Paolini

May 27, 2019

paolini is the Windows virtual machine guest used on Karl’s primary desktop. This page documents the steps required to create and configure this VM.

Specs

  • Virtual Hardware
    • RAM: 2 x 2048MB DDR2800 (PC2-6400)
      • G.Skill: F2-6400CL5D-4GBPQ
      • CL5-5-5-15
      • 1.8-1.9V
    • Motherboard: Gigabyte EP45-UD3P
    • Video Card: Sapphire ATI Radeon HD 3870
      • 512MB GDDR4
      • PCI-E
      • Dual DVI
    • CPU: E8400 Intel Core 2 Duo
      • 3 GHz
      • 45nm
      • 6MB L2 shared cache
      • LGA775 socket
      • 1333 MHz FSB
      • Product Code: BX80570E8400
      • MM #: 899035
      • FPO/Batch #: Q832A384
      • S-spec: SLB9J

VM Creation

References:

The kvm guest was created using the following virt-install command:

# virt-install \
    --connect qemu:///system \
    --name=paolini \
    --vcpus=1 \
    --ram=1536 \
    --disk path=/var/lib/libvirt/images/paolini.qcow2,size=40 \
    --disk path=windows-vista-homePremium.iso,device=cdrom \
    --os-type windows \
    --os-variant vista
    --graphics vnc

Spice Graphics

SPICE is a technology being developed by RedHat that allows for much-improved graphics, with other benefits such as stereo audio and USB redirection. As of 2012-01-14, however, Ubuntu Oneiric did not have the appropriate packages available in the non-PPA repositories. Accordingly, I’ve opted to just use VNC for graphics to make life easier.

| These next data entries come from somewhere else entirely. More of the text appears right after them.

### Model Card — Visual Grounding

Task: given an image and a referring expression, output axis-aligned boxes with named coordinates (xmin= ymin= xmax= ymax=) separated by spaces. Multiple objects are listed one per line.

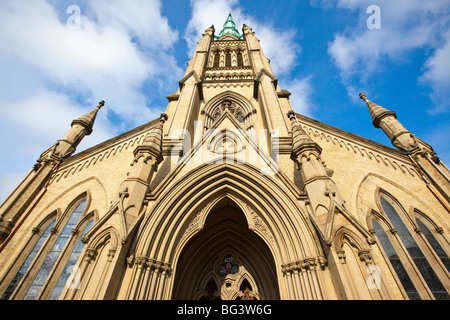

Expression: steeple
xmin=218 ymin=13 xmax=242 ymax=39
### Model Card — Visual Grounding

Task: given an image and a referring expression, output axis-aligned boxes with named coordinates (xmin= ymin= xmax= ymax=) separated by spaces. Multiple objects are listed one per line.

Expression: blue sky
xmin=0 ymin=0 xmax=450 ymax=201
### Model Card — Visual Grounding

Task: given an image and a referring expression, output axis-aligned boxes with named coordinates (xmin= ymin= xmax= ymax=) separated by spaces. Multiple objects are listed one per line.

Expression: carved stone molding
xmin=281 ymin=256 xmax=327 ymax=274
xmin=245 ymin=204 xmax=275 ymax=242
xmin=358 ymin=250 xmax=372 ymax=265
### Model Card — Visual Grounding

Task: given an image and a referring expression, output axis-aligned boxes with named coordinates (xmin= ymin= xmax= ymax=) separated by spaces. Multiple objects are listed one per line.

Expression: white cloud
xmin=329 ymin=0 xmax=450 ymax=111
xmin=0 ymin=0 xmax=182 ymax=201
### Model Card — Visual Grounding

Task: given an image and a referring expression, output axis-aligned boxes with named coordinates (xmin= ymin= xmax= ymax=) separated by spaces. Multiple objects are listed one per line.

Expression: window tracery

If you’d like to investigate using SPICE instead of VNC, I’d recommend the following documentation:

VM Startup

Running the virt-install command should create, start, and connect to the VM automatically. If you accidentally close the guest console window, you can reconnect to it with the following command:

$ virt-viewer --connect qemu:///system paolini

Windows Installation

Because the path to an .iso file was specified in the virt-install command above, that file will be used as a CDROM image and set as the boot device for the first run. The virtual machine should boot right into the Windows installer.

Proceed through the installer, sticking with the default options when prompted.

When the installer automatically shuts down after completing, run the following command to start the computer back up:

$ virsh --connect qemu:///system start paolini

Then reconnect to the computer’s console using virt-viewer, as above. The guest will likely reboot once or twice before bringing up the ‘‘Set Up Windows’’ dialog. Proceed through the dialog, answering the questions as follows:

  • User name: a short ID for the primary user account, e.g. karl
  • Password: (leave it blank)
    • This is a good idea if you’ll be configuring the computer to login via a Kerberos account.
    • This will also disable remote access to the computer via that account, but can be configured as specified in the following article: KB 303846.
  • Computer name: paolini
  • “Help protect Windows automatically” (i.e. Windows Update): Use recommended settings
  • Time zone, date & time: (obvious)
  • Select your computer’s current location: Home
    • Please note that the default VM networking configuration uses NAT-based networking. This means that the guest machine will not be accessible to computers other than the VM host, unless port forwarding is configured or the networking is switched to a bridge.